社会の中でどこに立っているのかを把握することは、安心感と深く結びついています。
「あの人よりできているから大丈夫」
「他の人と比べて遅れている気がする」
「みんなはどうしているのだろう」
こうした比較は、自分の「位置情報」を得るための行為とも言えます。
位置がわかると、不安が少し減るからです。
比べることは、心が社会の中で生き残るための「ナビゲーション装置」なのかもしれません。

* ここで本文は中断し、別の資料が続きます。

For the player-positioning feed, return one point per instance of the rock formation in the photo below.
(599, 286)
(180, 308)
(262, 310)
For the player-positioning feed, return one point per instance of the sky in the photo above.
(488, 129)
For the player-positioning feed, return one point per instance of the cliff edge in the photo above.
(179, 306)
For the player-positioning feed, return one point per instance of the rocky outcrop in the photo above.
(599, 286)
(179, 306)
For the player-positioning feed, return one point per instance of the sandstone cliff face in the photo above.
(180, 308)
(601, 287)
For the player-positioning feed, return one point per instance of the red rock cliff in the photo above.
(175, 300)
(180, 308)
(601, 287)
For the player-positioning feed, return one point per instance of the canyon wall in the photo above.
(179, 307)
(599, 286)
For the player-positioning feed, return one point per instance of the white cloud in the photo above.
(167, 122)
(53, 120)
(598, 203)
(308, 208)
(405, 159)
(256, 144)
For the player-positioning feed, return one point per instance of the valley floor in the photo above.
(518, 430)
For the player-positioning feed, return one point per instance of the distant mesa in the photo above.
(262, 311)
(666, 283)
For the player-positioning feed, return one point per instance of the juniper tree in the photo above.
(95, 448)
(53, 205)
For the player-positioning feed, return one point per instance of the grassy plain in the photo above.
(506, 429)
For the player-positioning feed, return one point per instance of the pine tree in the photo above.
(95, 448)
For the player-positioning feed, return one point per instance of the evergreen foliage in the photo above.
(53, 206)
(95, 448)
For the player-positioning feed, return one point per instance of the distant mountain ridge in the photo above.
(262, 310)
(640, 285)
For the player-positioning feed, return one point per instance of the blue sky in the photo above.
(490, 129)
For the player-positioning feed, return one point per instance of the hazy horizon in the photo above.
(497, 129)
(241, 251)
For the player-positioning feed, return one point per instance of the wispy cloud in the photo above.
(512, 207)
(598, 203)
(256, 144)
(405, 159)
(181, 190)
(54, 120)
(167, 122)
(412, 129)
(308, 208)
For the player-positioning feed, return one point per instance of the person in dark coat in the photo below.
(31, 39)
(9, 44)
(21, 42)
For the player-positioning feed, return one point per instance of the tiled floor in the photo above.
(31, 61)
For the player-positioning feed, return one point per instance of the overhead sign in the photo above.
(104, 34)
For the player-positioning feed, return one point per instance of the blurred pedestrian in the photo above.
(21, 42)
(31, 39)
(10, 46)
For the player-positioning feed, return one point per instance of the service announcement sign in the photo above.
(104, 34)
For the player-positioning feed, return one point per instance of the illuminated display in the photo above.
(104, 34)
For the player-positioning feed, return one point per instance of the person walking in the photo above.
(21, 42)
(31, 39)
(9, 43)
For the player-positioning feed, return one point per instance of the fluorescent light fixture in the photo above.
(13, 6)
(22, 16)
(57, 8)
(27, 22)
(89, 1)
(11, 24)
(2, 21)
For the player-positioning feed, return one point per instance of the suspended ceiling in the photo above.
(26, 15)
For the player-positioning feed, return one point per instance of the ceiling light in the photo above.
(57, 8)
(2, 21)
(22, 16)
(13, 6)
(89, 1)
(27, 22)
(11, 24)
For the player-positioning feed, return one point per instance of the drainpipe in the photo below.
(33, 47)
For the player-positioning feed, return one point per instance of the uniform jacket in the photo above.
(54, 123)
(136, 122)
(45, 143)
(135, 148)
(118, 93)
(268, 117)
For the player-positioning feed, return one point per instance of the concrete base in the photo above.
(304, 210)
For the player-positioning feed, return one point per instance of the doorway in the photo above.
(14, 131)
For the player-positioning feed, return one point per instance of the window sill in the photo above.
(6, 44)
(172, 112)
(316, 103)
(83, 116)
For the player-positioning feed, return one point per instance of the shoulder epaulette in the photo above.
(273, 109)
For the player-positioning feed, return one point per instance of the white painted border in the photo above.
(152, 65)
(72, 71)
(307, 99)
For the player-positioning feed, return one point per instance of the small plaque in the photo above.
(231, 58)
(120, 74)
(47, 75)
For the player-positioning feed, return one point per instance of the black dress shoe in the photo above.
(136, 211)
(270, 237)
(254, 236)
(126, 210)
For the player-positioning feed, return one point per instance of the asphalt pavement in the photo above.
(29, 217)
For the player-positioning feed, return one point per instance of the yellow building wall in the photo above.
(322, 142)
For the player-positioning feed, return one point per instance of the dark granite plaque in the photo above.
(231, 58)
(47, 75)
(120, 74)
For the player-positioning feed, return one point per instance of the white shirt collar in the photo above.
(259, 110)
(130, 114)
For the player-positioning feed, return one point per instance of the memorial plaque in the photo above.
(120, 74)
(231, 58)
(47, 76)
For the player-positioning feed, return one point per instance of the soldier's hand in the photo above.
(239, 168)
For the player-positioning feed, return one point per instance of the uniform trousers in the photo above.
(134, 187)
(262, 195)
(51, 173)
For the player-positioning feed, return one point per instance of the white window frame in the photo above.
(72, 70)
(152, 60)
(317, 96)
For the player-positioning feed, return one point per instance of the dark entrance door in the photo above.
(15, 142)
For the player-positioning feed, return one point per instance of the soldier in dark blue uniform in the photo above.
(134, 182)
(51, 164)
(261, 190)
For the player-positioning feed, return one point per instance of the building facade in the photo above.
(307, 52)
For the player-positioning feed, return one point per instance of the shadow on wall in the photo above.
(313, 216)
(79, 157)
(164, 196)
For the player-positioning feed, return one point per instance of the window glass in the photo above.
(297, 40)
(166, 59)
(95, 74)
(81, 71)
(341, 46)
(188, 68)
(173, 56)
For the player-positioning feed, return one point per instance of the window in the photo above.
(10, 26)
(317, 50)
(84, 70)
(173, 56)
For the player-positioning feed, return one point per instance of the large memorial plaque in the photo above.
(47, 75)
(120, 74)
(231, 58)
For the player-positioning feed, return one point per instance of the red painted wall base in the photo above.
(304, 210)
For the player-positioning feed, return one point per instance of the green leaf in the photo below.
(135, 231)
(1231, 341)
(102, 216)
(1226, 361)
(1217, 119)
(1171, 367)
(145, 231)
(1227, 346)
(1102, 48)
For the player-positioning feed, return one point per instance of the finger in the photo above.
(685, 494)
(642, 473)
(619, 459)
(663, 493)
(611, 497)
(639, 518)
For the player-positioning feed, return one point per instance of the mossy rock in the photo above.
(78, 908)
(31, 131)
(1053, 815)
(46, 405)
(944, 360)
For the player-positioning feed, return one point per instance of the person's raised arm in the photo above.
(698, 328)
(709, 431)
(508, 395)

しかし、その地図はあくまで「簡略化された地図」であり、本来の多次元的な現実のすべてを映しているわけではありません。
■ 比較は「自分を守るための仮の避難所」
私たちは、自分の価値をすぐに外側へ預けてしまいます。
- 他人より上なら安心
- 他人より下なら不安
この構造はとても脆く、危ういものですが、短期的には「心を守る力」を持っています。
外側の評価軸に自分を乗せることで、とりあえずの安定や、行動のエネルギーが手に入ることもあります。
ただし、これも「仮の避難所」にすぎません。
そこに長くとどまるほど、本来の自分の輪郭は曇り、見えにくくなってしまいます。
■ スカラー化は便利だが、その代償は大きい
実際、スカラー化には大きなメリットがあります。
- 判断が速くなる
- 世界を理解しやすくなる
- 効率的に比較できる
- 不安が一時的に減る
しかし、その代償も存在します。
- 多次元的な豊かさが見えなくなる
- 質的な違いが消えてしまう
- 他者も自分も「一本の軸」でしか見られなくなる
- 苦しさやざわつきが増える
便利だけれど、危うい。
世界を一本の線にするという行為には、そんな二面性があります。
■ では、どうすれば多次元の世界を取り戻せるのか
比較する心をただ否定するのは簡単ですが、心には心の事情があります。
比べてしまうのは、弱さではなく、人間の自然な働きでもあります。
大切なのは、「比較してしまう心」を理解したうえで、どのように世界の多次元性を取り戻していくかを考えることです。
たとえば、
- 量ではなく「質」に目を向ける
- 早い/遅いではなく「向き」に注目する
- 他者と比べるのではなく「自分の軸」を知る
- 一本の物差しでは捉えられない「本来の姿」を思い出す
といった視点があるかもしれません。
これらは、第3回以降で、さらに丁寧に紐解いていきたいと思います。
■ おわりに
比べる心には、必ず理由があります。
その理由を知り、心の働きを理解することは、世界を再び多次元的に見るための第一歩です。